Arggg.. Don't say not enough, I thought it was heaps. If the worst ever happened, I'd be happy to do with the basis if I had to. $60,000 should buy most things we'd need as opposed to want !! Please say YES
I'd be very surprised if it was enough. Sorry - you've stumbled on one of my pet subjects - the perils of under-insurance! Here beginneth the sermon...
What people forget is how much their clothes etc are worth. For example, many ladies would have 5 bras @ $50 each, plus 10 pairs of undies @ $10 each, plus 10 pairs of socks @ $10 each etc - easily $500 per person just for underwear! Then 10 t-shirts @ $20 each is $200. 4 pairs of jeans @ $100 each is $400... try it! Each person probably has $3-4K of clothes. If you have Defence/Police/Fire etc uniforms, you can probably double it. Then there's media: CDs/DVDs 200@$30 ea = $6K. I have about $15K just of books!
A bunch of other things that may not seem big and you may not think of, but which add up if you have to replace the lot at once: tools in the garage, cutlery, crockery, linen and towels (like sue78, that's huge for me - I love Egyptian cotton, too), mattresses, light fittings, window treatments, saucepans, cleaning products, small electrical appliances (all your kitchen gadgets, electric razors, etc), computers, computer software, luggage, kids' toys, toiletries, carpet, rugs, paintings, etc.

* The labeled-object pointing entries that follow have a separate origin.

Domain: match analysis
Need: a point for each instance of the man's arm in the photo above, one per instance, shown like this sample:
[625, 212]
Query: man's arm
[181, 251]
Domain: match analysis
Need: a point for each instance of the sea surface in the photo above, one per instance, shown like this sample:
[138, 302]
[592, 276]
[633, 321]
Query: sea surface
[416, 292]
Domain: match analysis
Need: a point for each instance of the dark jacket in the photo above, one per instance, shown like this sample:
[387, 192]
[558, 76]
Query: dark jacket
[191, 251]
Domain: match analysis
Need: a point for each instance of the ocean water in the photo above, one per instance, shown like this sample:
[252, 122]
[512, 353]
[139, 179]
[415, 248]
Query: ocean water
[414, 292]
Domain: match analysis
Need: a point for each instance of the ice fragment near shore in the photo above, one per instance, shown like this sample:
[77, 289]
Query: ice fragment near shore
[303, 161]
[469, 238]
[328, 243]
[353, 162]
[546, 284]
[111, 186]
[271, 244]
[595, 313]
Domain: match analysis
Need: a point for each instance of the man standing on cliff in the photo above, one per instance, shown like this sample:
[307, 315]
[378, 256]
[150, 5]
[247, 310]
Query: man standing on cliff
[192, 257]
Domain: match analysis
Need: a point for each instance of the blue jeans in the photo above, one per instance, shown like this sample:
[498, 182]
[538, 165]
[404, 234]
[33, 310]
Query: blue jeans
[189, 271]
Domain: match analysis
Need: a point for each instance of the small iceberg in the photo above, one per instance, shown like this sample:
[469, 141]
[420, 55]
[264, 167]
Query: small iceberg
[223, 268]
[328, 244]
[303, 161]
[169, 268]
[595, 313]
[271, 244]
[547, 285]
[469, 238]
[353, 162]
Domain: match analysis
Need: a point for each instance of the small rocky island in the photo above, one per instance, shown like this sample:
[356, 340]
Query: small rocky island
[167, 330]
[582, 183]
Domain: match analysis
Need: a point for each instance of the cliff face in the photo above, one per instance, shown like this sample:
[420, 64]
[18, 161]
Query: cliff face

FWIW, I don't think we're extravagant (except for in books, possibly linen!), and we have our contents insured for $120K. I doubt many people who are established (ie 30 or over) would have less than about $80-100K of contents. We'd actually insure for $140K except for the fact that our insurer would require us to have all sorts of extra security installed, that we don't want.
People often say - as wylie said - oh well, I'd be happy with $60K to replace everything. But let's imagine that you have contents that you say you could replace for $60K at garage sales etc, but that the insurance company says has a replacement value of $120K, based on buying things new at regular prices.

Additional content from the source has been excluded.